Le public scolaire et étudiant est encouragé à se reconnecter à l’origine de son alimentation :

  • Bruxelles & Wallonie
    Le projet pédagogique « De l’amphi à la terre » organisé par l’ASBL écoconso propose à des étudiants de l’enseignement supérieur d’aller à la rencontre de producteurs et de coopératives agricoles belges. Des exposés et des dégustations comparatives entre produits conventionnels et locaux y sont organisés.
  • Jette
    Dans le cadre de la campagne Sweet Revolution, les élèves de la section Hôtellerie et Alimentation de l’école « Joie de Vivre » prépareront un dessert avec des ingrédients bio, locaux et équitables. Il sera intégré au menu de leur restaurant didactique public « Crocq Midi ».
  • Namur
    L’internat Asty-Moulin accueillera une soirée événementielle.

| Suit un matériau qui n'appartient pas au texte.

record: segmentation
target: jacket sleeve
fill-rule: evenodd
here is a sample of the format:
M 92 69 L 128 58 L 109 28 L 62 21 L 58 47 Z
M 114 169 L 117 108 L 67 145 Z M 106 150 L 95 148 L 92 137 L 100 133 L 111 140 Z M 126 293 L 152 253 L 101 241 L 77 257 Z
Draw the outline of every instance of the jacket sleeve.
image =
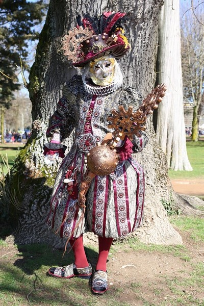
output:
M 62 141 L 71 134 L 75 128 L 74 107 L 72 101 L 68 101 L 64 95 L 58 103 L 57 109 L 49 120 L 46 132 L 48 137 L 54 134 L 60 134 L 60 140 Z
M 133 112 L 135 112 L 142 104 L 142 95 L 136 88 L 126 87 L 120 97 L 119 105 L 122 105 L 127 110 L 129 106 L 133 108 Z M 133 145 L 132 150 L 135 152 L 140 152 L 148 142 L 148 136 L 145 131 L 140 131 L 141 136 L 138 137 L 133 135 Z

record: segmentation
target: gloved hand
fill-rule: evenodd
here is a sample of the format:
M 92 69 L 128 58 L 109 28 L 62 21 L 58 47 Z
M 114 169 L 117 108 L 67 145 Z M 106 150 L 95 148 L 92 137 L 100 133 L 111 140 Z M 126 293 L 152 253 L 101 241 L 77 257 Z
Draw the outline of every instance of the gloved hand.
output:
M 55 153 L 54 155 L 46 154 L 44 158 L 44 162 L 47 166 L 52 166 L 56 160 L 58 161 L 59 159 L 59 152 Z

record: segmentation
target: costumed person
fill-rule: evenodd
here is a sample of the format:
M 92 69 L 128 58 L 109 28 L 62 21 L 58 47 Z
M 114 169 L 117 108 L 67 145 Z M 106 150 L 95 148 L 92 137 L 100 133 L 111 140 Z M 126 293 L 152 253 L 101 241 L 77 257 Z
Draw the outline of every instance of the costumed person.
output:
M 57 175 L 47 220 L 49 228 L 69 239 L 75 260 L 65 267 L 50 268 L 48 273 L 65 278 L 92 275 L 91 290 L 98 294 L 108 289 L 107 260 L 113 239 L 124 238 L 140 226 L 143 212 L 144 173 L 132 153 L 141 151 L 147 143 L 145 132 L 141 131 L 140 137 L 133 133 L 131 141 L 125 136 L 117 142 L 120 159 L 111 173 L 91 178 L 85 174 L 89 152 L 113 132 L 107 120 L 113 110 L 122 106 L 124 110 L 131 106 L 135 111 L 141 103 L 137 90 L 122 86 L 116 60 L 131 49 L 122 26 L 124 15 L 108 12 L 99 18 L 79 16 L 78 28 L 64 37 L 65 55 L 75 67 L 84 69 L 82 75 L 74 75 L 64 87 L 49 120 L 47 136 L 50 141 L 44 145 L 47 163 L 64 157 L 61 142 L 75 130 L 72 146 Z M 89 188 L 85 206 L 80 206 L 83 181 Z M 93 273 L 83 245 L 83 235 L 88 231 L 98 236 L 98 258 Z

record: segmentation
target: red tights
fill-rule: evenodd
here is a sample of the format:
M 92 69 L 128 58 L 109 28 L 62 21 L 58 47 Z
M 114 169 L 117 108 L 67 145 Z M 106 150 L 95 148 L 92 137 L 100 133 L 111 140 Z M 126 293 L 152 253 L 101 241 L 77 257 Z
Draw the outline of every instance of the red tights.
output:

Après un jeu pédagogique sur l’industrie textile, les jeunes de la région namuroise dégusteront un apéritif et un repas 100 % dédié au commerce équitable et composé de produits locaux, dans une démarche zéro déchet.
  • Soignies
    L’éducation se fait sur le terrain avec des enfants de primaire invités à réaliser des crêpes aux produits locaux à la Ferme des Ânes et des Sens. Des classes visiteront également le Verger du Sirieu pour un pressage de pommes locales suivi d’une dégustation de cake aux pommes, et utiliseront des farines wallonnes lors d’ateliers sur l’alimentation de demain.

4.3. Rencontres citoyennes, marchés et dégustations grand public

Des moments de partage invitent le grand public à questionner ses pratiques à travers des découvertes gustatives et sensorielles :

  • Wanze
    La bibliothèque communale accueillera un « Déjeuner littéraire équi/local ». Les citoyens pourront s’attabler au cœur de l’exposition pour déguster un petit-déjeuner combinant pain, beurre et fromages d’artisans locaux, et café, thés ou fruits exotiques issus du commerce équitable.
  • Mons
    Une approche double est proposée. D’une part, la représentation théâtrale « Notre(sur)vie en terre agricole », jouée par de véritables agriculteurs hainuyers, sera suivie d’une dégustation de leurs produits. D’autre part, une journée détente mettra en lumière des cosmétiques naturels issus du circuit court belge (savons, soins), couplée à un coin gourmand local et équitable.
  • Etalle
    L’ADL Habay-Etalle-Tintigny organisera directement dans les magasins locaux des dégustations gratuites, croisant produits équitables (café, chocolat) et produits locaux, pour inciter les consommateurs à modifier leurs habitudes d’achat quotidiennes.
  • Neufchâteau
    À l’occasion de la diffusion du spectacle « Le procès du Commerce Équitable », un buffet paysan composé de produits locaux et équitables sera offert pour célébrer les 10 ans d’obtention du titre de « Commune du Commerce Équitable » par la ville.